Ya büyüme verisi yine hatalı ya da enflasyon verisi hatalı. Elbette ikisinin birden hatalı olma ihtimali de var. Ne acıdır ki, açıklanan veriye artık kimse inanmıyor. Büyüme ve enflasyon verilerinin birbiriyle çelişmesi, ekonomi yönetiminin güvenilirliğini daha da zayıflatıyor.
Dün açıklanan büyüme rakamları dezenflasyon reçetesinin tamamen etkisiz olduğunu gösterdi. Ancak, içimde yine bir tereddüt var. Çünkü 2023 yılına ait büyüme verisi de yanlış hesaplanmıştı. O yıl hane halkının gelirinin net olarak %50'nin üzerinde arttığı varsayımıyla hesaplanan büyüme verisinin uzmanlar tarafından espri konusu olduğunu hatırlatayım.
Dolayısıyla ortaya bir kaç seçenek çıkıyor. Ya büyüme verisi yine hatalı ya da enflasyon verisi hatalı. Elbette ikisinin birden hatalı olma ihtimali de var. Ne acıdır ki, açıklanan veriye artık kimse inanmıyor. Kimsenin inanmadığı hesaplama yöntemleriyle de "zenginler ligine" gireceğimizi söylüyoruz. Doğrudur, ülkede çok ciddi kayıt dışılık var. Ekonomiyi ayakta tutan da bu sanırım. Ancak, sahadan elde edilen bilgilerle resmi büyüme verisini oluşturan parametreler arasında bu kadar büyük bir makas olması bilim ile açıklanacak bir durum değil.
Hepimiz Türkiye için %3'ten düşük büyümenin “büyümemek” anlamına geldiğini biliyoruz. Ayrıca %3 ile %5 arası büyüme “kötünün iyisi” olarak adlandırılır. İdeal olanı %5 büyümedir. “Isınma” dediğimiz alan %5 ile %7 arasıdır. Bunun üzerindeki büyümenin de ahlak bozan etkilerini hep beraber yaşadık. Ancak Merkez Bankası yönetiminin gerçek hayattan kopuk modellemelerinde belirtilen “çıktı açığı” hala ortada yok.
Sosyal medyada yaptığım ve binlerce kişinin katıldığı ankette “Hangisi yanlış” diye sordum. Birçok kişi “hem büyüme hem de enflasyon” derken, büyük çoğunluk “artık umurumda değil” diye cevap verdi. Bu arada yapılan bir anket, hane halkının %75'i enflasyonun düşeceğine inanmadığını gösteriyor.
O zaman Merkez Bankası yönetiminin “bu rakamlar doğru değil” demesi gerekir.

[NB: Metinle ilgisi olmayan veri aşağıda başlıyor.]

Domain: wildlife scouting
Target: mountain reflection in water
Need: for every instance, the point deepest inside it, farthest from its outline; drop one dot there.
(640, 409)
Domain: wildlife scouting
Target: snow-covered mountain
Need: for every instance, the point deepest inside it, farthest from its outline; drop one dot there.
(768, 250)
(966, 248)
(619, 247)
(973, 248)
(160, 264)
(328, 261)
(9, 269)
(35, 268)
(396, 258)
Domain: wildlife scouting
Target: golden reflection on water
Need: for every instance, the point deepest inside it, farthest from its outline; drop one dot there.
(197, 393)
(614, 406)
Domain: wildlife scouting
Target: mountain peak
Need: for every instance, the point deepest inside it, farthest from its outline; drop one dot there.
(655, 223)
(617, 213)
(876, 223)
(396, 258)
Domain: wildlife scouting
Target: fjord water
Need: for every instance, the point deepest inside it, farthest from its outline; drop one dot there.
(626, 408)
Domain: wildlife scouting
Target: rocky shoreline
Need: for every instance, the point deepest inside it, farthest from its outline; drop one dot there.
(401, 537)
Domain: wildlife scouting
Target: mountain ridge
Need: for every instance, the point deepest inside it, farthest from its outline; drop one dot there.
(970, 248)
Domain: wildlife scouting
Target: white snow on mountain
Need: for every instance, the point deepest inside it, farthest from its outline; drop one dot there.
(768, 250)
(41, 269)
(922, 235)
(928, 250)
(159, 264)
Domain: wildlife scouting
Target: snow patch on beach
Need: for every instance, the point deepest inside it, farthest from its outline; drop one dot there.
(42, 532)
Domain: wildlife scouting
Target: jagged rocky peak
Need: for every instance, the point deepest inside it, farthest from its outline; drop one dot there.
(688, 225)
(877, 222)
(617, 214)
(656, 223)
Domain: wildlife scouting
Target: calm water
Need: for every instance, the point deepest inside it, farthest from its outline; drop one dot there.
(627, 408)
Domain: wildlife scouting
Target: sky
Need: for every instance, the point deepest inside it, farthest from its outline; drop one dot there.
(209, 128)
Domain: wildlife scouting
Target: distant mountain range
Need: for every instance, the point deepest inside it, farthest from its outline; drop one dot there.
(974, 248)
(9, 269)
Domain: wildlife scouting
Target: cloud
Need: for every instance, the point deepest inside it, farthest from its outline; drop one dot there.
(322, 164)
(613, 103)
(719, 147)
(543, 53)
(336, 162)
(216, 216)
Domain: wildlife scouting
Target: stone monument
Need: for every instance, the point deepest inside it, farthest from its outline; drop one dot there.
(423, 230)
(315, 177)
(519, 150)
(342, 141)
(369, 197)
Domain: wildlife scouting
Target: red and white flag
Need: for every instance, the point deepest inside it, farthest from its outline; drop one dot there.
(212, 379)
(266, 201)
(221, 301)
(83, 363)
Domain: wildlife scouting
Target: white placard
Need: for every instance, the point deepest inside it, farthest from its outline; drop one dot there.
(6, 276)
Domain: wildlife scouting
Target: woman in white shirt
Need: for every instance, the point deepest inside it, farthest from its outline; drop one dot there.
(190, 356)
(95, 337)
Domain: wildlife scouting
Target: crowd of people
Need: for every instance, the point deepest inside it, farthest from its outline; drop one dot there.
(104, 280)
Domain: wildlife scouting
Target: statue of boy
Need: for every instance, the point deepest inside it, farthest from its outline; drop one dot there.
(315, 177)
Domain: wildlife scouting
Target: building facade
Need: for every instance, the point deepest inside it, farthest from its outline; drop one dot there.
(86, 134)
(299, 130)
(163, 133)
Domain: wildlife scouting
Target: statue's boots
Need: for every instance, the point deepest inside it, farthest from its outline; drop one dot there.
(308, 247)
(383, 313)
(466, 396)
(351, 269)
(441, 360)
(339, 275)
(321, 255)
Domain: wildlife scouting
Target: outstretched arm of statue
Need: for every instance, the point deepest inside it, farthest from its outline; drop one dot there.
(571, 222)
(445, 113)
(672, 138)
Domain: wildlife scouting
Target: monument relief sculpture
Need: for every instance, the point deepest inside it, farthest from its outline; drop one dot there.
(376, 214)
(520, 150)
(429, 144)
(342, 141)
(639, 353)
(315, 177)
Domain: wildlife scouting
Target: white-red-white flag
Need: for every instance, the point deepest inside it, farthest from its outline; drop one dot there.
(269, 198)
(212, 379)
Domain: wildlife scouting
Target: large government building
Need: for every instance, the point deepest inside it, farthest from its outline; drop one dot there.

Ancak bu sefer kimsenin inanmadığı enflasyon verisini de ele vermiş olur. Dolayısıyla TÜİK'in enflasyon rakamları için destek vermesine ses çıkarmadığı için, kurdukları modellerin yanlışlığını ortaya koyan büyüme rakamını sineye çekerek yola devam edecekler. Ne kadar devam ederler bilemiyorum.
Elbette, IMF'nin “daha yüksek reel faiz” uyarısı da var. Ancak düşük açıklanacağı aşikâr olan Kasım ayı enflasyonundan cesaret alarak faiz indirmeye devam edecekler. Diğer taraftan beklenenden daha yüksek büyüme hızı efektif talebi yavaşlatamadıklarını ortaya koyuyor. Her iki kurumun yöneticileri güvenirliklerini çoktan kaybettiler. Dolayısıyla neyin eğri neyin doğru olduğunu ekonomi yönetimindeki değişimden sonra anlayabileceğiz.